Index differences from air temperature

daily_diff <- heat_data %>%
  mutate(across(c(wet_bulb, heat_index, wbgt, utci, humidex), ~ .x - temp_c)) %>%
  group_by(date) %>%
  summarise(across(c(wet_bulb, heat_index, wbgt, utci, humidex), mean, na.rm = TRUE), .groups = "drop") %>%
  pivot_longer(-date, names_to = "Index", values_to = "diff")

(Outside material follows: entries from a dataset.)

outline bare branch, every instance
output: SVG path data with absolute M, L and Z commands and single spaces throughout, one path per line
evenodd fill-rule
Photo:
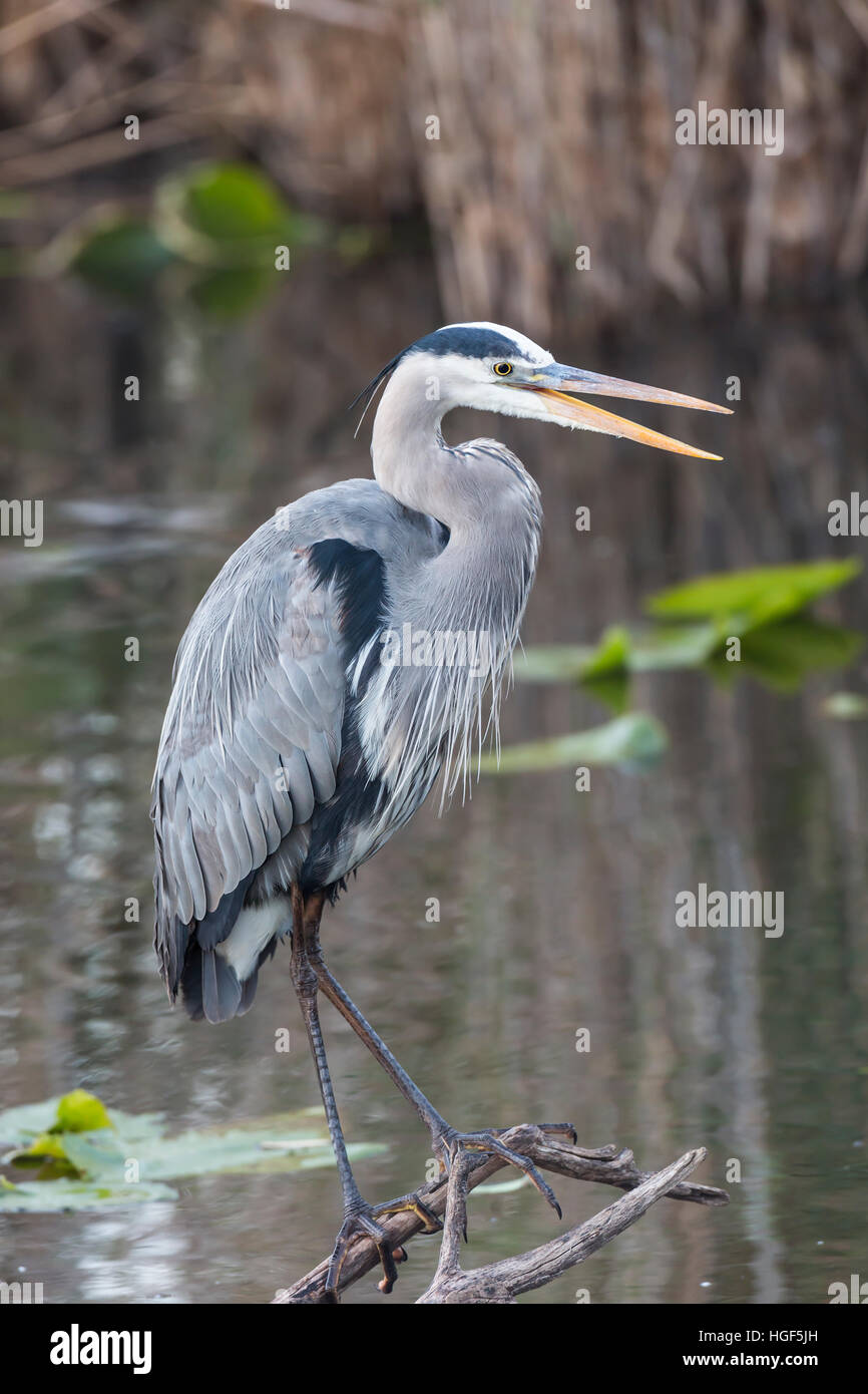
M 729 1196 L 726 1190 L 716 1186 L 702 1186 L 688 1182 L 684 1178 L 699 1165 L 705 1157 L 704 1149 L 685 1153 L 679 1161 L 659 1172 L 640 1171 L 633 1153 L 627 1149 L 607 1147 L 574 1147 L 560 1138 L 546 1133 L 532 1124 L 522 1124 L 500 1133 L 502 1142 L 513 1151 L 520 1151 L 545 1171 L 553 1171 L 573 1181 L 596 1181 L 602 1185 L 617 1186 L 630 1192 L 627 1197 L 609 1206 L 607 1210 L 594 1216 L 575 1230 L 550 1241 L 541 1249 L 531 1250 L 517 1259 L 504 1260 L 503 1264 L 492 1264 L 489 1269 L 479 1269 L 475 1273 L 464 1274 L 457 1269 L 458 1236 L 463 1228 L 463 1207 L 467 1193 L 475 1186 L 488 1181 L 500 1171 L 506 1163 L 500 1157 L 481 1154 L 463 1154 L 460 1165 L 453 1167 L 449 1178 L 440 1178 L 421 1186 L 417 1195 L 436 1216 L 447 1211 L 450 1188 L 454 1196 L 451 1214 L 443 1235 L 437 1276 L 421 1302 L 510 1302 L 510 1284 L 516 1284 L 514 1292 L 527 1292 L 534 1287 L 550 1282 L 557 1273 L 563 1273 L 581 1263 L 596 1249 L 602 1248 L 616 1234 L 620 1234 L 630 1224 L 640 1218 L 645 1210 L 669 1196 L 672 1200 L 690 1200 L 695 1204 L 723 1206 Z M 410 1211 L 401 1211 L 387 1218 L 378 1220 L 386 1231 L 393 1249 L 401 1249 L 408 1239 L 419 1234 L 422 1221 Z M 340 1278 L 341 1291 L 357 1282 L 361 1277 L 378 1266 L 375 1245 L 365 1238 L 352 1246 L 344 1262 Z M 510 1266 L 517 1266 L 511 1269 Z M 293 1287 L 276 1294 L 276 1303 L 308 1303 L 320 1302 L 323 1298 L 325 1277 L 329 1260 L 323 1259 L 304 1278 Z M 509 1271 L 507 1271 L 509 1270 Z M 479 1295 L 488 1291 L 489 1278 L 495 1274 L 492 1291 L 502 1295 Z M 437 1287 L 437 1284 L 440 1284 Z M 467 1295 L 470 1292 L 476 1295 Z

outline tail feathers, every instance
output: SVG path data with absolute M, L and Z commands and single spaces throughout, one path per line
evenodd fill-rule
M 184 1006 L 194 1022 L 228 1022 L 244 1016 L 254 1005 L 262 965 L 287 931 L 286 905 L 269 902 L 241 912 L 223 942 L 189 942 L 181 974 Z
M 255 990 L 254 984 L 254 993 Z M 203 949 L 195 940 L 187 949 L 181 993 L 187 1015 L 194 1022 L 205 1018 L 213 1023 L 231 1020 L 238 1013 L 244 997 L 235 970 L 219 953 Z

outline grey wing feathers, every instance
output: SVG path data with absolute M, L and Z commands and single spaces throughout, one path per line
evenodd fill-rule
M 341 539 L 404 567 L 435 556 L 440 533 L 373 480 L 347 480 L 269 519 L 203 597 L 176 658 L 150 810 L 155 938 L 173 998 L 194 921 L 213 949 L 251 887 L 265 899 L 286 887 L 308 820 L 334 793 L 354 655 L 336 590 L 318 584 L 307 549 Z
M 156 948 L 173 997 L 191 921 L 332 797 L 344 693 L 334 597 L 266 524 L 210 587 L 176 659 L 152 804 Z

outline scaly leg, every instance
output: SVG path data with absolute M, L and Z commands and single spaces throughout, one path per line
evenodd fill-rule
M 318 906 L 313 906 L 311 901 L 308 901 L 308 905 L 311 906 L 311 913 L 305 916 L 307 953 L 311 967 L 316 974 L 320 991 L 329 998 L 332 1005 L 337 1008 L 341 1016 L 350 1022 L 355 1034 L 365 1043 L 373 1058 L 379 1061 L 394 1086 L 417 1110 L 419 1118 L 431 1132 L 433 1154 L 440 1163 L 443 1171 L 449 1172 L 451 1163 L 461 1149 L 467 1151 L 492 1153 L 497 1157 L 503 1157 L 504 1161 L 509 1161 L 513 1167 L 518 1167 L 520 1171 L 524 1171 L 525 1175 L 529 1177 L 541 1196 L 549 1202 L 560 1218 L 561 1210 L 555 1197 L 555 1192 L 528 1157 L 522 1157 L 521 1153 L 511 1151 L 511 1149 L 506 1147 L 499 1140 L 495 1129 L 486 1128 L 479 1132 L 458 1132 L 456 1128 L 450 1128 L 442 1114 L 437 1112 L 422 1090 L 412 1082 L 407 1071 L 398 1064 L 385 1041 L 376 1034 L 371 1023 L 365 1020 L 337 979 L 329 972 L 319 944 L 322 899 Z M 573 1142 L 575 1142 L 575 1131 L 570 1124 L 552 1124 L 549 1125 L 549 1131 L 567 1133 L 573 1138 Z
M 319 923 L 320 912 L 322 901 L 319 902 L 316 923 Z M 371 1206 L 362 1197 L 355 1184 L 355 1177 L 352 1175 L 352 1168 L 350 1165 L 350 1157 L 347 1156 L 347 1144 L 340 1125 L 337 1103 L 332 1087 L 332 1075 L 326 1059 L 326 1047 L 319 1025 L 319 1009 L 316 1005 L 318 979 L 308 955 L 308 924 L 309 921 L 305 916 L 305 906 L 301 903 L 301 896 L 294 894 L 291 958 L 293 986 L 298 997 L 298 1005 L 301 1006 L 301 1015 L 304 1018 L 311 1054 L 313 1055 L 313 1064 L 316 1065 L 319 1092 L 326 1111 L 326 1122 L 329 1125 L 329 1136 L 332 1139 L 332 1147 L 337 1161 L 337 1172 L 340 1177 L 344 1202 L 344 1220 L 334 1241 L 334 1249 L 332 1250 L 329 1260 L 329 1271 L 326 1274 L 325 1284 L 326 1301 L 337 1302 L 340 1270 L 352 1242 L 359 1235 L 366 1235 L 375 1242 L 383 1266 L 383 1277 L 379 1287 L 382 1292 L 392 1292 L 397 1278 L 396 1253 L 398 1253 L 398 1250 L 393 1253 L 389 1248 L 386 1234 L 382 1225 L 376 1223 L 375 1217 L 378 1214 L 396 1214 L 398 1210 L 412 1210 L 424 1221 L 425 1230 L 429 1234 L 440 1228 L 440 1221 L 415 1195 L 401 1196 L 398 1200 L 390 1200 L 383 1206 Z M 404 1255 L 400 1256 L 404 1257 Z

ggplot(daily_diff, aes(date, diff, fill = Index)) +
  geom_col(position = "dodge", alpha = 0.8) +
  geom_hline(yintercept = 0, linetype = "dashed") +
  scale_fill_brewer(palette = "Set2") +
  labs(title = "Deviation from air temperature", x = NULL, y = "Difference (°C)")

A few things stand out:

  • Wet bulb stays below air temperature because of evaporative cooling.
  • Heat index and humidex rise above it when humidity is high.
  • WBGT and UTCI run high here because of the solar load.

Spatial analysis

The same indices, mapped across India by district.

districts_url <- "http://bharatviz.saketlab.org/India_LGD_districts.geojson"
districts_file <- "indian_districts.geojson"

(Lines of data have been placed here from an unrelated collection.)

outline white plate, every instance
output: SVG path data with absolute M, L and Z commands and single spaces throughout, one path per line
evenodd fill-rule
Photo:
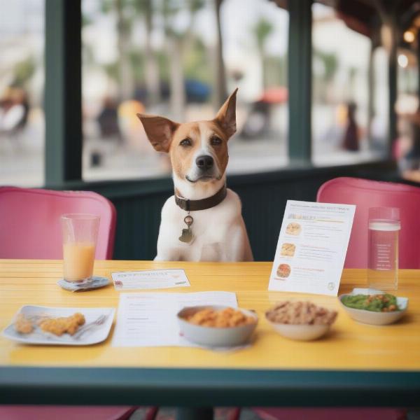
M 398 304 L 398 307 L 401 308 L 401 310 L 393 311 L 393 312 L 374 312 L 373 311 L 367 311 L 366 309 L 355 309 L 354 308 L 346 307 L 342 302 L 343 297 L 348 296 L 349 295 L 384 295 L 385 293 L 386 292 L 375 289 L 354 288 L 351 293 L 340 295 L 338 299 L 346 312 L 355 321 L 374 326 L 386 326 L 396 322 L 407 312 L 407 309 L 408 309 L 407 298 L 397 297 L 397 304 Z
M 76 312 L 80 312 L 85 316 L 85 326 L 95 321 L 99 316 L 106 316 L 105 322 L 99 326 L 94 326 L 80 336 L 75 339 L 69 334 L 63 334 L 61 337 L 49 332 L 44 332 L 36 327 L 30 334 L 20 334 L 13 326 L 13 323 L 6 327 L 3 331 L 3 335 L 6 338 L 27 344 L 53 344 L 64 346 L 88 346 L 100 343 L 106 339 L 109 334 L 113 321 L 115 309 L 113 308 L 51 308 L 48 307 L 26 305 L 22 307 L 16 314 L 23 314 L 25 317 L 34 316 L 70 316 Z M 78 330 L 85 326 L 82 326 Z
M 206 305 L 183 308 L 177 315 L 181 334 L 185 338 L 194 343 L 209 347 L 232 347 L 247 343 L 258 322 L 258 317 L 252 311 L 234 308 L 236 311 L 241 311 L 246 316 L 251 316 L 255 320 L 254 323 L 239 327 L 203 327 L 191 323 L 184 319 L 187 314 L 192 314 L 202 309 L 211 309 L 215 311 L 221 311 L 227 307 L 229 307 Z

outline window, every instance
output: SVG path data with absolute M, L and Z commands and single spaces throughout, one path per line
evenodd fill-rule
M 288 13 L 266 0 L 224 0 L 218 19 L 216 3 L 83 0 L 85 180 L 167 175 L 167 157 L 136 113 L 211 119 L 237 86 L 228 170 L 287 163 Z
M 0 184 L 43 184 L 43 0 L 0 2 Z
M 378 99 L 388 90 L 382 81 L 388 66 L 374 66 L 373 84 L 381 86 L 371 89 L 370 38 L 349 29 L 346 15 L 340 18 L 332 7 L 314 4 L 312 13 L 313 162 L 323 166 L 382 158 L 386 153 L 387 102 L 374 100 L 370 111 L 369 95 Z

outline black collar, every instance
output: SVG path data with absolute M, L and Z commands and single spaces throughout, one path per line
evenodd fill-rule
M 175 202 L 178 207 L 186 211 L 196 211 L 211 209 L 221 203 L 226 197 L 227 191 L 226 185 L 224 185 L 214 195 L 203 198 L 202 200 L 188 200 L 180 197 L 175 190 Z

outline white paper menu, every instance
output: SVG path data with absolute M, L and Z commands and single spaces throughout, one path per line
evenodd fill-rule
M 189 287 L 190 282 L 182 269 L 140 270 L 112 273 L 114 287 L 118 290 L 130 289 L 160 289 Z
M 195 346 L 179 335 L 176 314 L 185 307 L 237 307 L 235 293 L 121 293 L 112 345 L 116 347 Z
M 288 200 L 268 289 L 337 296 L 355 210 Z

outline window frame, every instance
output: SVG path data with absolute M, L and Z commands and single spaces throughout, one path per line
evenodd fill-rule
M 46 0 L 45 183 L 49 188 L 75 183 L 97 183 L 83 182 L 82 178 L 81 1 Z M 290 162 L 288 168 L 292 169 L 313 167 L 312 4 L 313 0 L 293 0 L 288 2 L 288 8 Z M 391 93 L 396 92 L 396 71 L 392 61 L 391 57 L 389 66 Z M 393 61 L 396 62 L 395 56 Z M 392 94 L 390 97 L 391 151 L 391 139 L 395 138 L 396 132 L 393 104 L 396 98 Z M 153 188 L 158 180 L 137 181 Z M 106 182 L 112 183 L 113 180 Z

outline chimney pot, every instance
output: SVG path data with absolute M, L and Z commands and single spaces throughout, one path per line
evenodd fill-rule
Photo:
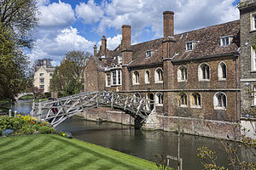
M 165 11 L 164 15 L 164 39 L 172 37 L 174 34 L 174 13 L 172 11 Z
M 131 48 L 131 26 L 122 26 L 122 48 L 128 49 Z

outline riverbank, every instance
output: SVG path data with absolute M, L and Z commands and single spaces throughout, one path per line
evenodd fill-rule
M 53 134 L 0 138 L 0 169 L 156 169 L 155 163 Z

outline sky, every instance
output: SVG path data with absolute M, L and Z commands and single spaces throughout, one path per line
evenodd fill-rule
M 163 12 L 174 12 L 174 33 L 239 20 L 239 0 L 37 0 L 38 26 L 30 60 L 51 59 L 60 65 L 68 51 L 114 49 L 122 25 L 131 26 L 131 43 L 163 37 Z

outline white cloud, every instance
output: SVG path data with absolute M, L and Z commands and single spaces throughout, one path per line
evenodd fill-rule
M 175 32 L 206 27 L 239 19 L 239 11 L 233 6 L 234 0 L 113 0 L 101 5 L 104 15 L 96 29 L 104 34 L 109 28 L 120 32 L 121 26 L 131 26 L 135 41 L 143 28 L 151 27 L 155 37 L 163 35 L 165 10 L 175 13 Z
M 121 43 L 121 40 L 122 40 L 121 34 L 118 34 L 113 37 L 107 37 L 107 48 L 110 50 L 114 49 Z M 97 47 L 100 47 L 101 45 L 102 45 L 102 41 L 97 42 Z
M 92 52 L 94 44 L 94 42 L 79 36 L 76 28 L 65 28 L 38 39 L 30 58 L 32 61 L 49 58 L 59 63 L 68 51 Z
M 89 0 L 87 4 L 80 3 L 76 6 L 75 11 L 77 17 L 81 18 L 84 24 L 96 23 L 103 16 L 103 11 L 94 3 L 94 0 Z
M 47 1 L 41 1 L 42 4 Z M 62 3 L 53 3 L 48 6 L 40 6 L 38 26 L 43 28 L 66 27 L 75 21 L 74 12 L 70 4 Z

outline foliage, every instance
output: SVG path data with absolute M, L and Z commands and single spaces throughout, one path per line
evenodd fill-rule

if (!file.exists(districts_file)) {
  download.file(districts_url, districts_file, mode = "wb")
}

districts_sf <- sf::st_read(districts_file, quiet = TRUE)
heat_vars <- c("temp_c", "wet_bulb", "heat_index", "wbgt", "utci", "humidex", "rh")

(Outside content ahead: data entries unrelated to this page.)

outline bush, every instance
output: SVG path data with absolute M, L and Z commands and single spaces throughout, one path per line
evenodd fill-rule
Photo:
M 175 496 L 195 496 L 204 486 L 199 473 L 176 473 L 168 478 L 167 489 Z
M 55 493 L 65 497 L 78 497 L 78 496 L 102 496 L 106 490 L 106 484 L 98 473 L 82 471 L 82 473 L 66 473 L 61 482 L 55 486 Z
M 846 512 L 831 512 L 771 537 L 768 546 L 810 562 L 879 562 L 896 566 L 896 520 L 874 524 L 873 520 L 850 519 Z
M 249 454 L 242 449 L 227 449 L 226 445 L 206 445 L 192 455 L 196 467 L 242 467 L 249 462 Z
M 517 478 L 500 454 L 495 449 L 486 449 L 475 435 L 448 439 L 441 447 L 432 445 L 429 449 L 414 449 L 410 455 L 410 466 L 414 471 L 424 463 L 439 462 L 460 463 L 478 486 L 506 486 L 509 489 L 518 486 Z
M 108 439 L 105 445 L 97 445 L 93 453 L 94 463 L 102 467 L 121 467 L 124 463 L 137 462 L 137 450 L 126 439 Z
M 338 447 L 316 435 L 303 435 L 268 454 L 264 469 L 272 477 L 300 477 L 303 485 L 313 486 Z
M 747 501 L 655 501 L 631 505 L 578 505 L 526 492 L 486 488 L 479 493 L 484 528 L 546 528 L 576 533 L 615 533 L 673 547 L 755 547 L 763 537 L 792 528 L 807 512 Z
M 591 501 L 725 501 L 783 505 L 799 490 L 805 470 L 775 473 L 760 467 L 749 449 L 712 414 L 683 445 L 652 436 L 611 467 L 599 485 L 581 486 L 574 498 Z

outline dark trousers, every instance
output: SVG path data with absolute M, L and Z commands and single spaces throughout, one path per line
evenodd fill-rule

monthly_heat <- heat_data %>%
  group_by(longitude, latitude) %>%
  summarise(across(all_of(heat_vars), mean, na.rm = TRUE), .groups = "drop") %>%
  st_as_sf(coords = c("longitude", "latitude"), crs = 4326)

district_map <- districts_sf %>%
  st_join(monthly_heat) %>%
  group_by(district_name, state_name) %>%
  summarise(across(all_of(heat_vars), mean, na.rm = TRUE), .groups = "drop")
heat_map <- function(var, title) {
  ggplot(district_map) +
    geom_sf(aes(fill = .data[[var]]), color = "white", linewidth = 0.05) +
    scale_fill_distiller(palette = "Spectral", name = "°C", na.value = "grey90") +
    labs(title = title) +
    theme_void()
}

(heat_map("temp_c", "Temperature") | heat_map("wet_bulb", "Wet bulb") | heat_map("heat_index", "Heat index")) /
  (heat_map("wbgt", "WBGT") | heat_map("utci", "UTCI") | heat_map("humidex", "Humidex")) +
  plot_annotation(title = "Heat stress indices across India (May 2023)")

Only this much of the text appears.